Brandon Knight, veintidós meses después

El 15 de febrero… de 2017… anotaba su última canasta en la NBA. 22 meses han pasado. Algunos le daban ya por un ex jugador. Por una realidad fallida; una carrera truncada.

Pero a sus 27 años recién cumplidos (el 2 de diciembre), aún queda mucha pólvora en este point guard del extraño Draft de 2011 en el que fue seleccionado en octavo lugar (por detrás de Veselý o Biyombo, por delante de Thompson, Butler o Leonard).

Penitente adinerado

Por entonces, en aquel 2017, jugaba para los Phoenix Suns, a donde había sido traspasado dos años antes desde Milwaukee (por MCW) justo cuando estaba practicando el mejor baloncesto de su carrera (¡ay Kidd y su obsesión por ‘un quinteto de Antetos’!).

Estos le correspondieron con un contrato de 5 años y 70 millones de dólares, que se extiende hasta nuestros días. No volverá a pisar la FA hasta 2020. Dos campañas por delante y mucho por (volver a) demostrar.

El caso es que desde el Houston Chronicle llegan magníficas noticias. Knight ha sido capaz de finalizar su primera rutina de entrenamiento completa desde que en julio de 2017 (en plena pretemporada) se lesionara de los ligamentos de la rodilla y decidiera someterse a una operación que le tendría apartado la totalidad del curso 2017/18.

Lo cierto es que Knight, un jugador que (casi) siempre ha rendido por debajo de las (altas) expectativas que se le colocaron desde que abandonó la universidad, en ese lapso que fue de febrero a julio de 2017… no contó para su entrenador.

Con un salario digno de titular/estrella, se vio de repente apartado de la rotación. “Creo que Brandon Knight es un jugador único en una situación única, pero ahora mismo nos estamos centrando en el grupo”, decía entonces Earl Watson, coach de los Suns.

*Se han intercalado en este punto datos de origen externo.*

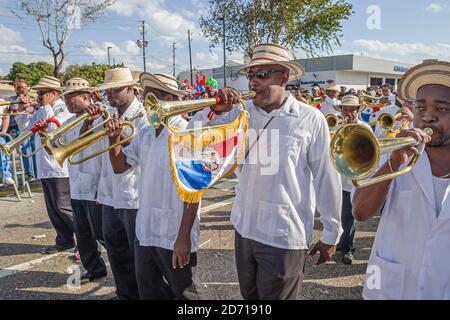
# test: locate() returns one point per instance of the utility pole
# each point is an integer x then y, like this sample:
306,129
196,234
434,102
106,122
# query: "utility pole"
224,53
142,44
174,59
190,57
109,58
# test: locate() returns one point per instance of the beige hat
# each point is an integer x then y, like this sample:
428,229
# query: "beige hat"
48,82
349,100
163,82
273,54
428,72
77,85
116,78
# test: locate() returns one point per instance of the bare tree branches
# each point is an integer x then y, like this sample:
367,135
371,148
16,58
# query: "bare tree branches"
57,19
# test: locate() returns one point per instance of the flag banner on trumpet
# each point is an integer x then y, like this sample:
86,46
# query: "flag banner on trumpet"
199,158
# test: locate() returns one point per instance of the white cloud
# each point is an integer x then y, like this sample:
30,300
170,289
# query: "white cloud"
164,25
407,52
434,7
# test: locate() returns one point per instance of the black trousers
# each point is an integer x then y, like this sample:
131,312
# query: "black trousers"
119,234
266,272
157,280
348,224
87,222
59,209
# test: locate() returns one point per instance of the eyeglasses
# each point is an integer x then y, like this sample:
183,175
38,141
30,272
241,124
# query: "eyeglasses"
261,74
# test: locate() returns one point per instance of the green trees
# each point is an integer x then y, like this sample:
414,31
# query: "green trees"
311,25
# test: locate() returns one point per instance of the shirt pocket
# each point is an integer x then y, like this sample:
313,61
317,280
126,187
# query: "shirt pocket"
400,206
273,219
384,280
163,225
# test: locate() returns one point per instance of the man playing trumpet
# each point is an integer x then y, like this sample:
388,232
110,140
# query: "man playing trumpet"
409,258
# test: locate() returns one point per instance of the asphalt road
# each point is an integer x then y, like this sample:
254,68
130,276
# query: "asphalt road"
27,274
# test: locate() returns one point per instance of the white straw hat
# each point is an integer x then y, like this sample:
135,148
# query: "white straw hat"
116,78
267,54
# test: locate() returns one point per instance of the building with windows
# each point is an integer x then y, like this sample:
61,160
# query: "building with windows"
352,71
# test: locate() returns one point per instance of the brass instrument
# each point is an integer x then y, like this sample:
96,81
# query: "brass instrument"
355,153
9,147
160,112
9,103
70,150
333,121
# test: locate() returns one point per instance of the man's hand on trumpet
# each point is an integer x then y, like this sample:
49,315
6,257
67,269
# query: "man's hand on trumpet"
230,97
42,124
95,112
401,156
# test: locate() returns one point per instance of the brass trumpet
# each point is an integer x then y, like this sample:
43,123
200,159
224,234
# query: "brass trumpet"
333,121
160,112
387,121
355,153
70,150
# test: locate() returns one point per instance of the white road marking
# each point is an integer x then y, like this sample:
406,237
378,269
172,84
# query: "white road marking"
217,205
28,265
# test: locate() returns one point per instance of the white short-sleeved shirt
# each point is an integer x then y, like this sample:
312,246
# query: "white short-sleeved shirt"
46,165
85,176
160,208
276,197
120,191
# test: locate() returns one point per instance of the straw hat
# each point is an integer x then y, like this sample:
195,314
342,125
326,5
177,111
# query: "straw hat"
332,87
48,82
116,78
267,54
160,81
428,72
351,101
77,85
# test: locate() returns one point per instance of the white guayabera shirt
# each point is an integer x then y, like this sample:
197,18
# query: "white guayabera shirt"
120,191
409,258
288,174
46,165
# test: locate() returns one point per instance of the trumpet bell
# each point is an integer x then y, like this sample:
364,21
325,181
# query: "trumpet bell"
354,151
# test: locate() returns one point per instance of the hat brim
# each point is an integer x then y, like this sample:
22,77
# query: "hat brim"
84,90
40,87
295,70
118,84
149,80
427,73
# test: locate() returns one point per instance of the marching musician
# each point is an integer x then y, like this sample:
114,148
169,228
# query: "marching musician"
84,178
167,230
273,212
409,258
5,169
54,178
118,193
350,109
28,105
331,100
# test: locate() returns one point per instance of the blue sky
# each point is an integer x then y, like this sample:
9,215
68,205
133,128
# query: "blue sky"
410,31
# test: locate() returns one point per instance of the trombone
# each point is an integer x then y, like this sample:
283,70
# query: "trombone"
333,121
160,112
75,147
355,153
13,144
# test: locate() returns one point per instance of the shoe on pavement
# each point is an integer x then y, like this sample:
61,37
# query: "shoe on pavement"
347,258
54,249
9,181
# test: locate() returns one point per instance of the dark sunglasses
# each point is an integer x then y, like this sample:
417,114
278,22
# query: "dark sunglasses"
261,74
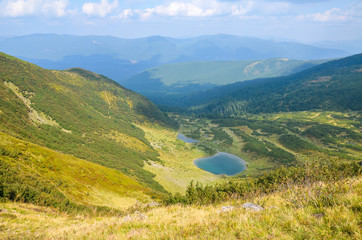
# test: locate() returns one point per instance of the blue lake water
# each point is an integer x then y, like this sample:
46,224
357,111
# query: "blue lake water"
186,139
221,163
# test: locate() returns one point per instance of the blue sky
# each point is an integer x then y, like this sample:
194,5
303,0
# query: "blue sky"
301,20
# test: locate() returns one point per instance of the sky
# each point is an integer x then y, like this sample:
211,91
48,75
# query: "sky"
295,20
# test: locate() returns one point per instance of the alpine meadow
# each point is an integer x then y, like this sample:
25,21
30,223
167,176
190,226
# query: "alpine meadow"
185,119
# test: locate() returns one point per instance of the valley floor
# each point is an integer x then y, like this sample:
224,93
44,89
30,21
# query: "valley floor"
331,210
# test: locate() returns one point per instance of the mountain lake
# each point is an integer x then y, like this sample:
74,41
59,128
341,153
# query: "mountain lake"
220,163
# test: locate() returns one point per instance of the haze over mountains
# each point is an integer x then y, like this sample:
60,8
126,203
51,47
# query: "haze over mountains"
335,85
119,58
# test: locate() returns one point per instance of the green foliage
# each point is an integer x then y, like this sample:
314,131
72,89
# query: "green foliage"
282,178
88,110
332,86
295,143
265,149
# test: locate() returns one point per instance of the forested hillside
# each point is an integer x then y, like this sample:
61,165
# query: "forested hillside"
335,85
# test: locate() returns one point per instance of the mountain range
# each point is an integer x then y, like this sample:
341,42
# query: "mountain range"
120,58
82,114
184,78
334,85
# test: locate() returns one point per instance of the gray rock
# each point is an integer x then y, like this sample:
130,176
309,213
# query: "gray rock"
252,206
153,204
226,209
139,216
128,218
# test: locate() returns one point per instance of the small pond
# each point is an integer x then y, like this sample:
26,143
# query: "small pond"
186,139
221,163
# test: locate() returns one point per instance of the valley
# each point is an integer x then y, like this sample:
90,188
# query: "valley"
89,158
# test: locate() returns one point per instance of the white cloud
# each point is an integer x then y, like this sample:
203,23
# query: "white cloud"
191,8
100,9
331,15
21,8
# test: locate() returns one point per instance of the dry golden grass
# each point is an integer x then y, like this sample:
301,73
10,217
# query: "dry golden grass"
289,214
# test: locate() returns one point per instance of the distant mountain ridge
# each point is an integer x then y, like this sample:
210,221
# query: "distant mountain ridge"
79,113
130,56
183,78
335,85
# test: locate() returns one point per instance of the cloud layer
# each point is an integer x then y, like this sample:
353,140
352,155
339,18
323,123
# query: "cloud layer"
22,8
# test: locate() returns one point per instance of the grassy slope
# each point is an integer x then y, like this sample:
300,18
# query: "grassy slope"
79,113
220,73
330,211
28,168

En Arizona estaban sumidos en plena reconstrucción, y el playmaker, ahogado en la irregularidad, fue descartado como elemento de su futuro.

Aunque en agosto, aún en Phoenix, el jugador se presentaba sano ante los medios, diciendo estar listo para ayudar, no sabía aún que no sería esa franquicia a la que serviría.; a finales de ese mismo mes era traspasado a Houston (con Marquese Chriss) a cambio de Ryan Anderson. Y ni treinta días después, otro revés: debía someterse a una nueva (pero esta vez pequeña) cirugía de rodilla.

Houston ‘le necesita’

Y como decimos, el enésimo calvario parece haber concluido –toc, toc, madera– y Knight está listo para regresar y competir. De hecho este primer workout con los , no es si no la segunda fase en su proceso de aclimatación; pues hace una semana, ya volvía a anotar (16 puntos y 5 asistencias) con los Rio Grande Valley Vipers, su equipo G League afiliado.  “Creo que casi estoy listo”, afirmaba, respecto a su larga cruzada de rehabilitación.

“Probablemente en una semana o así, podemos tratar de contar con él. Pero no vamos a arriesgar”, ha dicho Mike D’Antoni respecto a su inminente reincorporación. Actualmente (vueltas que da la vida) Michael Carter Williams, objeto de deseo de Kidd y por quien se vio forzado a dejar Miwaukee, forma parte del roster de Houston, pero no cuenta, desde hace semanas, con un solo minuto de juego.

Es Eric Gordon quien ejerce las funciones ‘de falso base’ cuando a Harden o Paul les toca rotar. Cínicamente, ahora será Knight quien aspire a ocupar ese puesto tan necesitado de dueño.

Los Rockets, aunque mejorando, todavía miran la clasificación del Oeste como una pesadilla; van antepenúltimos con un récord de 11-12.

Knight, un jugador de seis campañas de experiencia en la NBA, atesora promedios de 15,2 puntos y 4,3 asistencias, con un acierto desde el triple (algo clave en Houston) del 35,7%. Mike D’Antoni se quejaba hace unos días de escasez de rotación; de falta de profundidad; de languidez de plantilla (mientras, Carmelo, en vaqueros). En manos de Knight –y de él mismo– está que dicho lamento empiece a remitir.